/HAAR-A-Hierarchical-RL-Algorithm

Code accompanying HAAR paper, NeurIPS 2019 - Hierarchical Reinforcement Learning with Advantage-Based Auxiliary Rewards

Primary LanguagePythonOtherNOASSERTION

How to run HAAR

Welcome to our code release of Hierachical Reinforcement Learning with Advantage-Based Auxiliary Rewards, accepted to NeurIPS 2019.

Check out the videos and our paper.

We adapted the code from SNN4HRL heavily, and also modified some files in rllab. For historical reasons, some folder names remain the same as in SNN4HRL.

You will have to configure rllab(with mujoco) properly. Our configuration is the same as SNN4HRL, so we encourage you to check out their readme first and have all the dependencies properly installed.

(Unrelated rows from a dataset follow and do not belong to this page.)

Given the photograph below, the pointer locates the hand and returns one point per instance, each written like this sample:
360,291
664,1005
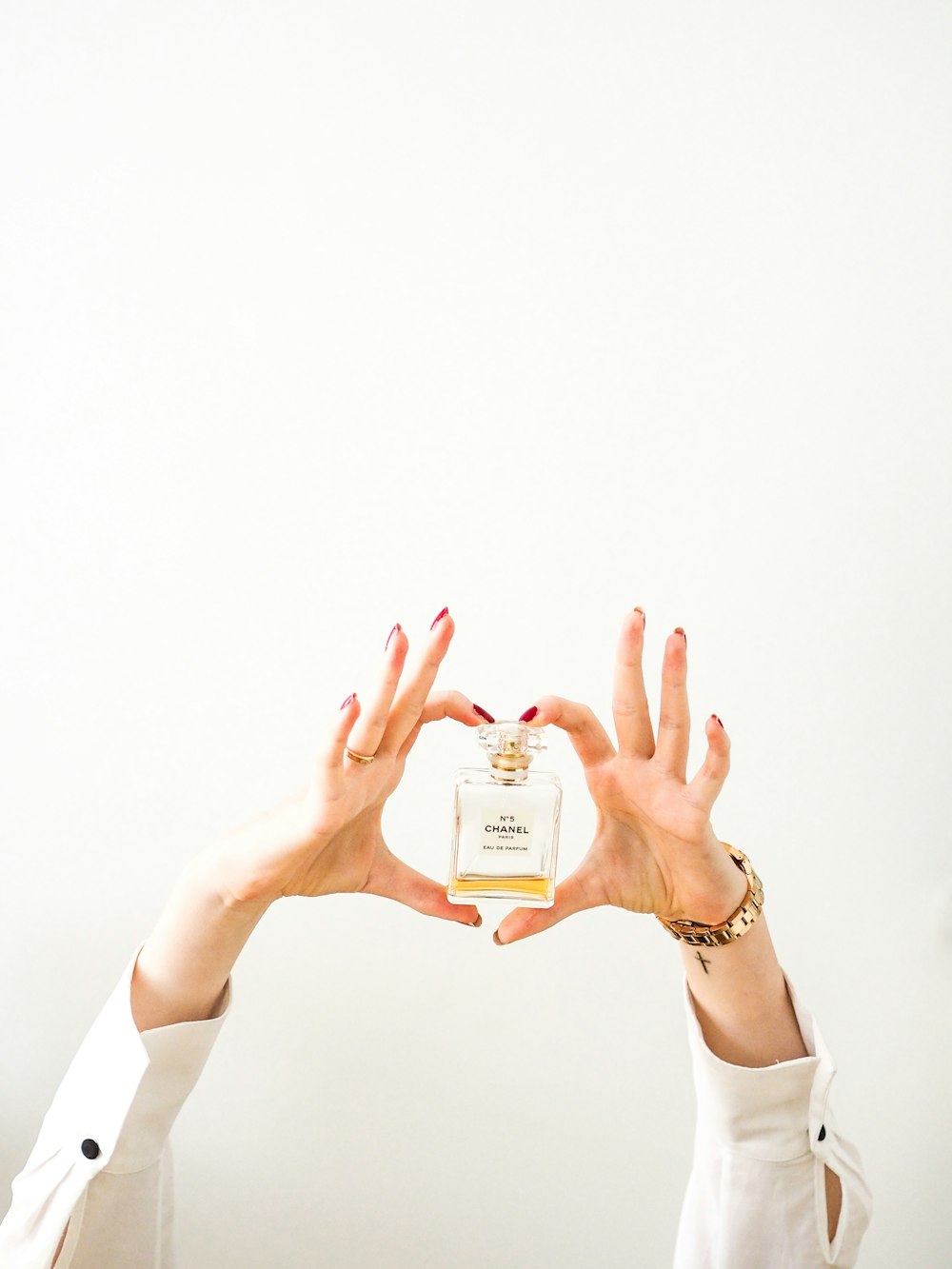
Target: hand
327,838
654,848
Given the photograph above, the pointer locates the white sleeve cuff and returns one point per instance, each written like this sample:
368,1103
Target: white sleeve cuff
768,1112
113,1111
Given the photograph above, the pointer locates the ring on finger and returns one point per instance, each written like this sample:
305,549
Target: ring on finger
364,759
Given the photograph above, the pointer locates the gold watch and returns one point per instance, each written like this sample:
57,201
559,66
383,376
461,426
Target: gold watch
737,924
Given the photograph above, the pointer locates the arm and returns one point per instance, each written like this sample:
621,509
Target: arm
93,1189
764,1159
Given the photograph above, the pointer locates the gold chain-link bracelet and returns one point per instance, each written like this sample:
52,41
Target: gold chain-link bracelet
737,924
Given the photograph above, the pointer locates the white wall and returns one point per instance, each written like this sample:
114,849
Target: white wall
316,317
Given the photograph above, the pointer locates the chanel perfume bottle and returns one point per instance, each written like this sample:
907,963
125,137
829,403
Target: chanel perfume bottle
506,823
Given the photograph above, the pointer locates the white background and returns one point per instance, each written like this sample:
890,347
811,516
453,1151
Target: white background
318,317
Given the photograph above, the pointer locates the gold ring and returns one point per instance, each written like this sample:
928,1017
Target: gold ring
360,758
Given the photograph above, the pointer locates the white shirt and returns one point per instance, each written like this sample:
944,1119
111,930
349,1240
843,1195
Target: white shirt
756,1199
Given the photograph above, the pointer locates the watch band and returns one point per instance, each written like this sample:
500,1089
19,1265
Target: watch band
737,924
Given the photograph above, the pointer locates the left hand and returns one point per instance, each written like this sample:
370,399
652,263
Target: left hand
654,848
327,838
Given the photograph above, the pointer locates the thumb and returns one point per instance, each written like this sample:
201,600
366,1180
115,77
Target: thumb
574,895
391,879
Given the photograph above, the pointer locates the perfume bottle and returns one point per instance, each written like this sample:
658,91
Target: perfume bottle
506,823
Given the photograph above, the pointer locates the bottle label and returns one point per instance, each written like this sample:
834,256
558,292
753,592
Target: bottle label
501,842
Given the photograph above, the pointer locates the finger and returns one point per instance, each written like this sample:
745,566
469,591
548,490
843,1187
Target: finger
395,880
446,704
586,734
674,716
710,780
368,732
632,721
330,761
573,895
411,700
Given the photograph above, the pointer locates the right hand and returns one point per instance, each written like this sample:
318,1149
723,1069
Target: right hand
327,838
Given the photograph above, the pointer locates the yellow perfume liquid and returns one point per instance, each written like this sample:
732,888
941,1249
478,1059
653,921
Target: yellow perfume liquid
506,823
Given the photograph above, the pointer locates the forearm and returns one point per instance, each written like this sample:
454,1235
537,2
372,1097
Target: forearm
742,1001
185,964
745,1013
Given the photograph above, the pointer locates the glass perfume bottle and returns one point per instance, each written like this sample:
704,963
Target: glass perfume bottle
506,823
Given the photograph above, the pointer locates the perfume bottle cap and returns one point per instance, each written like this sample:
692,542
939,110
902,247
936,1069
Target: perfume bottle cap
510,745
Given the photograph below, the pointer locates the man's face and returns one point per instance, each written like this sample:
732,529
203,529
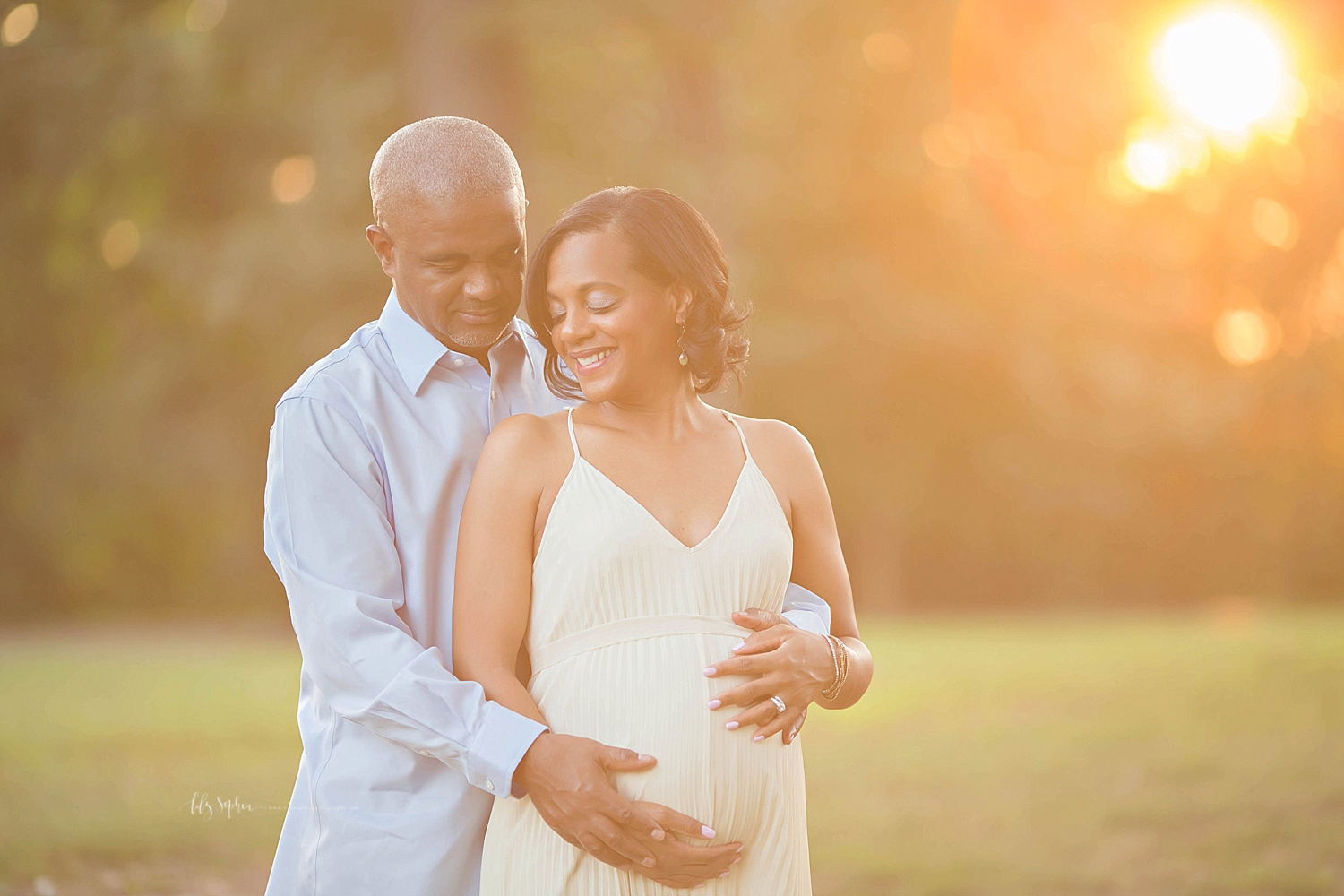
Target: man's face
457,266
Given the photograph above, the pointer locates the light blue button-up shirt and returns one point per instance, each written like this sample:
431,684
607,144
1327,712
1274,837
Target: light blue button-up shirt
371,454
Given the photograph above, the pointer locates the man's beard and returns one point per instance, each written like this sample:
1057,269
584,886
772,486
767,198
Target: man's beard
476,338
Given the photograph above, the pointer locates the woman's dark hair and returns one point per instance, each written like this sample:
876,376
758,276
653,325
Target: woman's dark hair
671,244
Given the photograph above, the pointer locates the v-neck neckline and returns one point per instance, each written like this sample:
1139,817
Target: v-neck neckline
690,548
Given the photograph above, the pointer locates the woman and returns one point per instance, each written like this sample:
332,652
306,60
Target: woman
647,516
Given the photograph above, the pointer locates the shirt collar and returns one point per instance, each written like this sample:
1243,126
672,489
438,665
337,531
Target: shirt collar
416,351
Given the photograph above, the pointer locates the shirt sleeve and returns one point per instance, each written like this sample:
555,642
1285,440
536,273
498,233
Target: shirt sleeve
331,540
806,610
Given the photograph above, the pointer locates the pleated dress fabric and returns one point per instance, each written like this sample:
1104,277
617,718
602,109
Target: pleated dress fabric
624,619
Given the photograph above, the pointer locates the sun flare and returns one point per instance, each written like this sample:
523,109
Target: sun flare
1223,66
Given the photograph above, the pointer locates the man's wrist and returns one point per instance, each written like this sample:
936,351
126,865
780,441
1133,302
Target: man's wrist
524,763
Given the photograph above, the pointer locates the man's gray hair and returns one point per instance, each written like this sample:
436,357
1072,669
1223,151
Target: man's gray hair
440,160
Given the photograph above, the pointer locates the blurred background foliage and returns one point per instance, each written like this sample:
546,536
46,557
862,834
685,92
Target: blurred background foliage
1053,349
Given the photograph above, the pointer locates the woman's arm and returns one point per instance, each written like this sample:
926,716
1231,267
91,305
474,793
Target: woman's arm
819,564
494,584
792,664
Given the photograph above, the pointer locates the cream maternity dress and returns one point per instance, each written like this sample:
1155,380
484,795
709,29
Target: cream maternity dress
624,619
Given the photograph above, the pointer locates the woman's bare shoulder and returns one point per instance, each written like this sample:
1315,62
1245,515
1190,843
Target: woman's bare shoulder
527,441
777,441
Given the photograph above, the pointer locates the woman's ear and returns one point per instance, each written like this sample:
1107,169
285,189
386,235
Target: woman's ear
680,296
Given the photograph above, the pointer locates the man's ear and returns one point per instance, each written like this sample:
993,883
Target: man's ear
382,245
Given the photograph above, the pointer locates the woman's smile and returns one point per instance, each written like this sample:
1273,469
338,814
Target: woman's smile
588,363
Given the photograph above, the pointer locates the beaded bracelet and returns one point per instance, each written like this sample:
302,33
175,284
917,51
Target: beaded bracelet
840,656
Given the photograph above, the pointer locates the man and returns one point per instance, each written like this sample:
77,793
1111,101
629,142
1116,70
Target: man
371,454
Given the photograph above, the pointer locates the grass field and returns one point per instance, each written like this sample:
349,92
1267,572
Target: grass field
1101,756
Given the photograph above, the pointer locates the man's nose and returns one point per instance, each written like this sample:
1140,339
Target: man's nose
480,282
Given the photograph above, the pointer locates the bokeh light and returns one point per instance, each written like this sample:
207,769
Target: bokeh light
203,15
946,144
1274,223
293,179
1152,161
1225,67
1246,336
120,244
18,24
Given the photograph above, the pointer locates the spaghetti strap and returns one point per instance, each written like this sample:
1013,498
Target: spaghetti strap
574,441
741,435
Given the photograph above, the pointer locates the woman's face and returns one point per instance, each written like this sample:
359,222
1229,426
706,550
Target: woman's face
613,327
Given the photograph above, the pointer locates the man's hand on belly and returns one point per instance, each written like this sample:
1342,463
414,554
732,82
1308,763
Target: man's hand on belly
680,864
567,780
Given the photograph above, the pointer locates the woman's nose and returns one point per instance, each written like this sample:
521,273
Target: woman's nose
573,327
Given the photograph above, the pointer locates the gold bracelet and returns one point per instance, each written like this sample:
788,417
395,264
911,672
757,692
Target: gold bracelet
841,664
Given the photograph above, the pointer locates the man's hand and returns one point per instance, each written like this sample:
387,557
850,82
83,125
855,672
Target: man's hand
680,864
567,780
789,662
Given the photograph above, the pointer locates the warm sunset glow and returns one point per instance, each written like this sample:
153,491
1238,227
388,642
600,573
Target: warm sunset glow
18,24
293,179
203,15
946,144
120,244
1226,67
1152,163
1245,336
886,53
1274,223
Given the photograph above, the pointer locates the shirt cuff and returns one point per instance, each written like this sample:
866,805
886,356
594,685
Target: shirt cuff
499,745
808,621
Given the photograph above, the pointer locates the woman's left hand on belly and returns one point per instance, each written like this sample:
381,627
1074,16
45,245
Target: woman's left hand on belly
789,664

The first step of running HAAR involves pre-training a set of low-level skills, which can be achieved by using SNN4HRL

cd rllab/sandbox/snn4hrl
python runs/train_ant_snn.py

Now you should obtain a .pkl file storing the low-level policy.

Change the path pkl_path in rllab/sandbox/snn4hrl/runs/haar_ant_maze.py to where your pre-trained low-level skills lie (as a pickle file) before running it.

python runs/haar_ant_maze.py

This will give you the result of non-annealed HAAR on Ant Maze environment. The result can be found in rllab/data/local/tmp/exp_name, as a .csv file. The column named wrapped_succesRate indicates the success rate of the ant.

If you desire to run annealed HAAR, change the option in the configuration files inside rllab/sandbox/snn4hrl/runs/configs. Set time_step_agg_anneal to True.

You can also transfer both high and low-level skills learned from a previous task to a new task with transfer.py.

All experimental results are reproducible with this code release. To reproduce/design different experiments, we encourage you to look at files in runs/ and tweak the parameters in configs/.

If you have any questions, please open an Issue on this GitHub page.